Just after midnight, after setting fire to some stage in the city, the British guitar god slipped into a public bar and began banging on a corner rig under the restraints of his 60s-style haircut.

“He hunts alone, he has no equipment, he knows no one, and he walks alone through time,” notes the author of the song “Cold Blade” from a respectful distance. Those words and image sound like a poetic epitaph as the solo electric guitar maestro takes his shocking walk this week at age 78 after suffering from a sudden bout of bacterial meningitis.

"I just got the famous kiss on the cheek and that's it," Beck said on his next visit to Australia three decades later. “I really wouldn’t have had any other choice. Anonymity is not a bad thing."

Beck was no stranger to those who made any contribution to the history of rock. He meant avoiding the pop music spotlight that seared Yardbird alumni Eric Clapton and Jimmy Page; And kids like Rod Stewart and Ronnie Wood, who he promoted on those brilliant early Jeff Beck Band albums (which some say Led Zeppelin invented).

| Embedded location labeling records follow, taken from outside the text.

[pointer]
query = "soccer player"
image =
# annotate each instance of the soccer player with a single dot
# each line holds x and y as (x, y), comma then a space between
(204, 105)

The result was a rare, mesmerizing and completely independent quality that I thought I saw in photographs of the time. In this classic 1968 film about Baron Wollman, tucked away in his switched off Gibson in a Los Angeles hotel room and a roaring TV, Beck appears in pure inspirational splendor, oblivious to the camera or anyone else. More space probes than stars.

Part of his myth about '70s kids like me was that he agreed to join aspiring fan David Bowie at the final Ziggy Stardust show in 1973 and then insisted on being cut from the movie. "Quand j'ai vu les images, j'étais tellement gênée parce que j'avais ces chaussures blanches saltes avec des plateformes et il n'y avait no moyen que je laisse qui que ce soit voir ça", m'a-t . -he said.

This was the first time Mick Jagger was on a solo world tour in 1989: "Ce ne sera pas un flash jumping jack de ma part, je peux vous le dire", in Jagger's il previn from the start. “We rehearsed for a good three weeks, and then the set list appeared on the floor and Jumping Jack Flash appeared. A puff of smoke appeared and I disappeared.